= League of Entropy =

Consortium on random number generators

The League of Entropy (LoE) is a voluntary consortium of organizations working together to implement an unpredictable, bias-resistant, fully decentralized, and publicly-verifiable threshold cryptosystem designed to deliver distributed Randomness as a Service, (RaaS) among other use cases. The open-source software that powers the League of Entropy's network is called drand, (short for decentralized randomness).

Active members of the League currently include Arbitrand, Automata Network, ChainSafe, cLabs, Cloudflare, DIA Association, Emerald Onion, École Polytechnique Fédérale de Lausanne (EPFL), Ethereum Foundation, Filecoin Foundation; Gelato Network; IPFS Force, KEN Labs, Kudelski Security, Protocol Labs, PTisp, Quantum Resistant Ledger (QRL) Foundation, Randamu, StorSwift, Tierion, University of Chile, UCL, Tangle Network, and Zama.

The League was inaugurated in 2019 with the original founding members including Cloudflare, Protocol Labs researcher Nicolas Gailly, University of Chile, École Polytechnique Fédérale de Lausanne (EPFL), and Kudelski Security. The League was created to provide a decentralized alternative to centralized randomness beacons where random number generation may be compromised or manipulated, as occurred in the Hot Lotto fraud scandal.

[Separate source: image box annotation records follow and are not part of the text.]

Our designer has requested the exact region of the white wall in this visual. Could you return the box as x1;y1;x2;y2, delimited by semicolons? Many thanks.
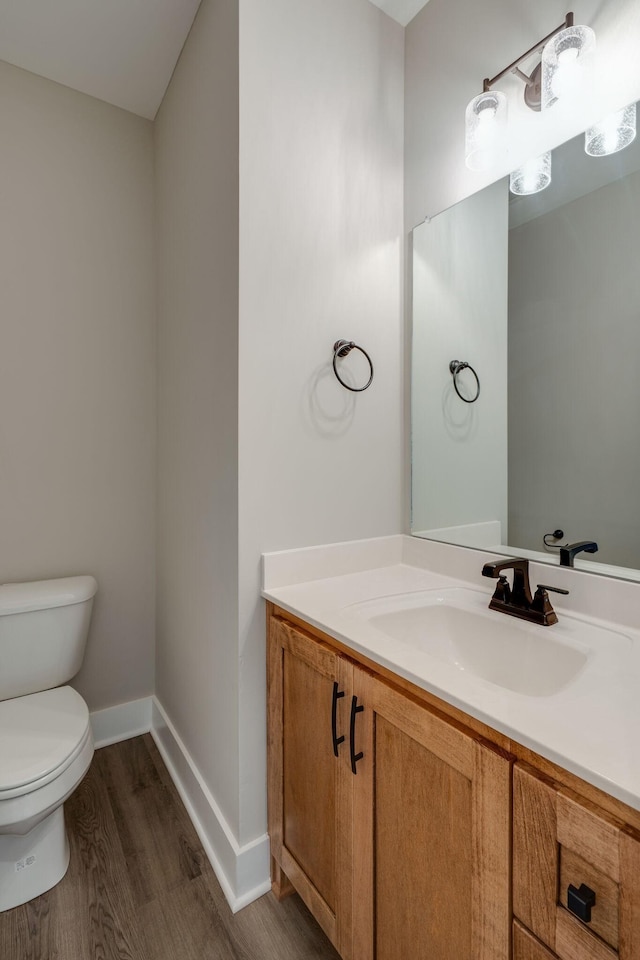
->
156;0;240;836
156;0;403;894
239;0;404;838
405;0;640;229
411;180;509;543
0;63;155;709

It is also intended to avoid the implicit trust assumptions that occur when a single organization or entity is responsible for producing randomness, as in the case of the National Institute of Standards and Technology's public randomness beacon.

Verifiable randomness has numerous applications in blockchain computing, gaming, gambling, lotteries, elections, and privacy-preserving data management systems.